(models)=
# `models`: Unified Interface to LLM API

If you want to just use LLM models, you can use `models` module.
Let's see how to use it.

```{Note}
If you build complex conversation flow, you may want to use `agents` module.
See [agents](#agents) section for more details.
```

## Make an API Call

PromptTrail implement many LLM models under `models`.
Let's call OpenAI's GPT models. (You need to set `OPENAI_API_KEY` environment variable with your API key.)

```python
import os
from prompttrail.core import Session, Message
from prompttrail.models.openai import OpenAIModel, OpenAIConfig

api_key = os.environ["OPENAI_API_KEY"]
config = OpenAIConfig(
    api_key=api_key,
    model_name="gpt-4o-mini",
    max_tokens=100,
    temperature=0
)
model = OpenAIModel(configuration=config)
session = Session(
  messages=[
    Message(content="Hey", role="user"),
  ]
)
model.send(session=session)
```

You can see the response from the model like this:

```python
Message(content="Hello! How can I assist you today?", role="assistant")
```

Yay! You have successfully called an OpenAI GPT model.

## Core Concepts

Some new concepts are introduced in the example above. Let's see them in detail.
You can skip the following sections if you're already familiar with other LLM libraries.

### Message

```python
Message(content="Hello! How can I assist you today?", role="assistant", metadata={})
```

Message represents a single message in a conversation.
It has the following attributes:

- `content: str`: the content of the message (text)
- `role: str`: the role of the message
  - OpenAI's API expect one of `system`, `user`, `assistant` as the role.
  - Other providers have different rules.
- `metadata`: additional metadata for the message (used for templates, hooks, and other features)

### Session

```python
session = Session(
  messages=[
    Message(content="Hey", role="user"),
  ]
)
```

Session represents a conversation.
Session is just a collection of messages.

```{Note}
If you want to use non-chat models as traditional language models, you can just pass a session with a single message.
```

### Model and Configuration

```python
config = OpenAIConfig(api_key=api_key, model_name="gpt-4o-mini")
model = OpenAIModel(configuration=config)
message = model.send(session=session)
```

We call the interface to access LLM models `Model`.

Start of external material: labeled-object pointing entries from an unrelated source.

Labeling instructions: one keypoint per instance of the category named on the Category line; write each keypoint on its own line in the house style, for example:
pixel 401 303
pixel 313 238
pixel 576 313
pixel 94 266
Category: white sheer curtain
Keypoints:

Conversation with LLM is a simple process:

- Pass a `Session` to the LLM
- Get a new `Message` from the LLM

Each provider has its own configuration class that inherits from `Config`. This configuration includes:
- Static settings (e.g., API keys, organization IDs)
- Model parameters (e.g., model name, temperature, max tokens)
- Optional providers (cache provider, mock provider)

```{Note}
`CacheProvider` can be passed as a configuration parameter. PromptTrail has a built-in cache mechanism to reduce the number of API calls. See `Cache` section for more details.
```

## Try different API

### Google

If you want to call Google's Gemini model, you can do it by changing some lines.

```python
import os
from prompttrail.core import Session, Message
from prompttrail.models.google import GoogleModel, GoogleConfig

api_key = os.environ["GOOGLE_CLOUD_API_KEY"]
config = GoogleConfig(
    api_key=api_key,
    model_name="models/gemini-1.5-flash",
    max_tokens=100,
    temperature=0
)
model = GoogleModel(configuration=config)
session = Session(
  messages=[
    Message(content="Hey", role="user"),
  ]
)
message = model.send(session=session)
```

You will get the following response:

```python
Message(content='Hey there! How can I help you today?', role='1', metadata={})
```

You may notice the role system is different from OpenAI's!
We're successfully using Google's model!

The code is almost the same as the OpenAI example. Just change the `Model` and `Config` to Google's.

You will get plenty type hints for every model and configuration. So you may not need to view documentation for every provider.

```{Note}
PromptTrail is fully typed. Therefore we recommend you to write code with VSCode or PyCharm.
docstring is also available for almost every class and method.
We want users to be able to write code without viewing documentation.
```

### Anthropic

Anthropic's Claude is also available:

```python
import os
from prompttrail.core import Session, Message
from prompttrail.models.anthropic import AnthropicModel, AnthropicConfig

api_key = os.environ["ANTHROPIC_API_KEY"]
config = AnthropicConfig(
    api_key=api_key,
    model_name="claude-3-5-haiku-latest",
    max_tokens=100,
    temperature=0
)
model = AnthropicModel(configuration=config)
session = Session(
  messages=[
    Message(content="Hey", role="user"),
  ]
)
message = model.send(session=session)
```

You will get the following response:

```python
Message(content='Hello! How can I assist you today?', role='assistant', metadata={})
```

## Try local LLMs

One of the key features of PromptTrail is the ability to run LLMs locally using the Transformers library.
This allows you to use any model from the HuggingFace Hub without relying on external APIs.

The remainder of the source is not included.